The physician suicide rate is among the highest of any profession and over double the general population rate. During training, suicide is the second most common cause of death overall and the leading cause of death among male trainees. Poor physician wellness and reports of high physician suicide rates are not new, studies have reported high rates since the 1970’s, however, the willingness to discuss and investigate physician suicidality has only recently intensified. Burnout, a concept that describes occupational wellness, has taken center stage as a main potentiator of poor wellness. Indeed, strong associations have been reported between frequent burnout symptoms and suicidal ideation. As a result, programs across the country have rushed to implement wellness interventions designed to lower the frequency of burnout symptoms. Unfortunately, to date, these interventions have shown limited success in reducing burnout symptoms. The reasons are multifactorial and include burnout definition variability, lack of a diagnostic threshold, and a variable-centered analytic approach that simplifies the individual experience. A person-centered approach that identifies patterns of burnout symptoms will better inform interventions to reduce burnout symptoms.

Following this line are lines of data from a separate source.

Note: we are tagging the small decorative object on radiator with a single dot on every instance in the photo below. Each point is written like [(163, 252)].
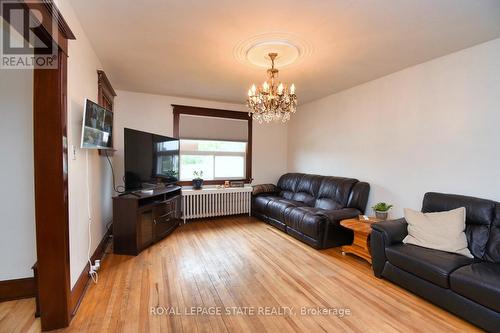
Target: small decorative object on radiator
[(238, 183)]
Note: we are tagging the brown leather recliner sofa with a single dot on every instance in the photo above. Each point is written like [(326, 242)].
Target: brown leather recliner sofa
[(310, 207)]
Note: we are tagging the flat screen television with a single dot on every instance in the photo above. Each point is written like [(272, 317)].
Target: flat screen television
[(97, 129), (149, 159)]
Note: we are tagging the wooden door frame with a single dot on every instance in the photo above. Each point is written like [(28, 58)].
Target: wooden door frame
[(51, 172)]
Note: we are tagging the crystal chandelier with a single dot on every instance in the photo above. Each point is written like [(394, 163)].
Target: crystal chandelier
[(273, 100)]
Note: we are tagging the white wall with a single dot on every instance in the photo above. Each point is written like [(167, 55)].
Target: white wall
[(83, 64), (153, 113), (17, 202), (431, 127)]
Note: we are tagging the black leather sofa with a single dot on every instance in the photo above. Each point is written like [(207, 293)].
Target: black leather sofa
[(310, 207), (469, 288)]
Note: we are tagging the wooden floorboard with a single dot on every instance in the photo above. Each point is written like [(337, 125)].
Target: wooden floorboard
[(238, 264)]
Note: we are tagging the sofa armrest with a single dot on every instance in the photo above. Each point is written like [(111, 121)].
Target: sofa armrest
[(385, 234), (341, 214), (264, 189)]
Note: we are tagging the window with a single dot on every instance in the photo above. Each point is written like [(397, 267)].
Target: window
[(217, 142), (219, 160)]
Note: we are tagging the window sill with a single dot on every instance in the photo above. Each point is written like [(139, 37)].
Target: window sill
[(213, 182)]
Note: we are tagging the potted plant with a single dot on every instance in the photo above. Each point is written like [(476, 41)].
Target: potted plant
[(197, 180), (382, 210)]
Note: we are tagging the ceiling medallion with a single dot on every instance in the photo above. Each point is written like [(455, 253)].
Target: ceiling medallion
[(254, 50), (273, 100)]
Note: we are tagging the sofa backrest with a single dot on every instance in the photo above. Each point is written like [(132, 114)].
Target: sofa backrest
[(323, 191), (334, 192), (307, 188), (287, 184), (480, 216), (493, 246)]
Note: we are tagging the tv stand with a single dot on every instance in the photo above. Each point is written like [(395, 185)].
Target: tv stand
[(140, 220)]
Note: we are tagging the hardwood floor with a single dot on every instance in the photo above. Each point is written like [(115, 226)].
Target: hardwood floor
[(228, 264)]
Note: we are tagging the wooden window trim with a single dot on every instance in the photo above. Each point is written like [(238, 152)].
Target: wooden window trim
[(216, 113)]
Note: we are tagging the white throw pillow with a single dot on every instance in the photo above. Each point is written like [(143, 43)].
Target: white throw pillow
[(440, 231)]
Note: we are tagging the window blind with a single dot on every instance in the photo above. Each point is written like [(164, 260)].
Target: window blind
[(212, 128)]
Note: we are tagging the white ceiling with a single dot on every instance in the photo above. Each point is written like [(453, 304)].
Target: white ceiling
[(186, 47)]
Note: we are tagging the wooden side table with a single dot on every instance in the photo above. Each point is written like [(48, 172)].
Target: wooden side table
[(361, 244)]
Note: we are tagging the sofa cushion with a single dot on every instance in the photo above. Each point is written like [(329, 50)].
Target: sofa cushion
[(260, 202), (334, 192), (276, 208), (479, 216), (307, 189), (493, 246), (263, 189), (307, 220), (287, 184), (479, 282), (432, 265), (439, 231)]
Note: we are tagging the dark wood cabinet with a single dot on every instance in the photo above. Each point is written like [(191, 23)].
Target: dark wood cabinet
[(143, 219)]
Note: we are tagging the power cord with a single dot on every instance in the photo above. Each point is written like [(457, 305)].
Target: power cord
[(119, 188), (93, 268)]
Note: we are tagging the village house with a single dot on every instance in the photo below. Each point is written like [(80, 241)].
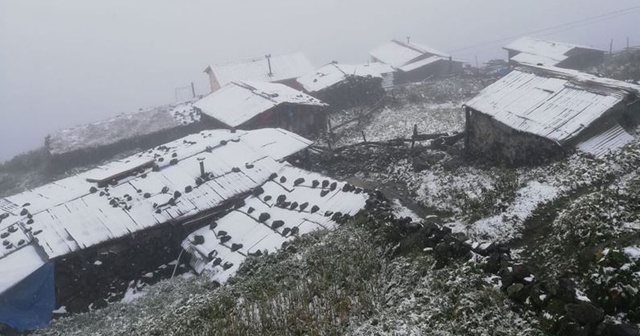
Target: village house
[(343, 85), (533, 51), (415, 62), (282, 69), (105, 227), (146, 128), (254, 105), (293, 202), (535, 113)]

The current approach to burnout analytics within the medical community has several limitations. First, burnout lacks a concensus definition and clear measurement standard. For example, The National Academy of Medicine lists multiple validated measures to examine burnout and they are all conceptually different. Second, burnout is not a diagnosis, and there is no clinically validated threshold for any of the measures. The Maslach Burnout Inventory (MBI), by far the most commonly used measure to examine burnout symptoms, classifies burnout into high, moderate, and low thirds based on normative data cut-offs/thresholds. However, the MBI was developed as a research measure and not a diagnostic one. In fact, the best rebuttal against using the MBI as a diagnostic tool may be from the creators themselves when they state the following regarding the tercile cut-offs, “arbitrary ‘cut-off’ scores do not have any diagnostic validity. In other words, the upper third of a large population is not a definition of people experiencing a severe case of burnout” (emphasis theirs). As a result, prevalence estimates vary widely. Within the surgical community alone, burnout prevalence rates range from 28-69%. In our large national study that included 99% of all general surgery residents, burnout ranged from 6-56%, depending on the definition selected.
Third, burnout dichotomization masks important dimensionality. Burnout is commonly reported as either present or absent. This variable-centered approach simplifies the burnout experience and does not offer any information on how individuals experience burnout symptoms differently. For example, an individual may report frequent symptoms of emotional exhaustion on the MBI, another, frequent symptoms of depersonalization, and a third that reports frequent symptoms of both emotional exhaustion and depersonalization. Although each individual experiences a different pattern of burnout, in a variable-centered approach they are all classified as burned out. Conversely, a person-centered analytic approach would place these individuals into three distinct groups or classes with other individuals that report similar patterns of burnout symptoms.
Latent variable analysis is one example of a person-centered analytic approach. We have previously demonstrated that there are five distinct classes of residents: Burned Out (high on both emotional exhaustion and depersonalization), Overextended (high on emotional exhaustion), Detached (high on depersonalization), Partially Engaged (minimal on both emotional exhaustion and depersonalization), and Engaged (low on both emotional exhaustion and depersonalization). Furthermore, differential experiences exist based on gender. Females are overrepresented in the Burned Out and Overextended classes but report less frequent depersonalization symptoms compared to men in these classes. These findings may have intervention implications. For example, prior research suggests that workload is the driving issue for individuals in the Overextended class. Conversely, individuals in the Detached class are most concerned with values and social relationships. Therefore, interventions designed to reduce workload may be effective for individuals in the Overextended class but not the Detached class.
Burnout is a leading driver of poor wellness and suicidal ideation in medical professionals. The lack of a clear measurement standard and clinically validated cut-offs means imprecise dichotomization results in a heterogenous burnout group where there is a lack of specificity regarding who will benefit most from which interventions. A person-centered approach more accurately describes the individual burnout experience. As research in this area grows, programs need to focus their limited resources on class-targeted and gender-sensitive interventions to most effectively reduce burnout symptoms in medical professionals.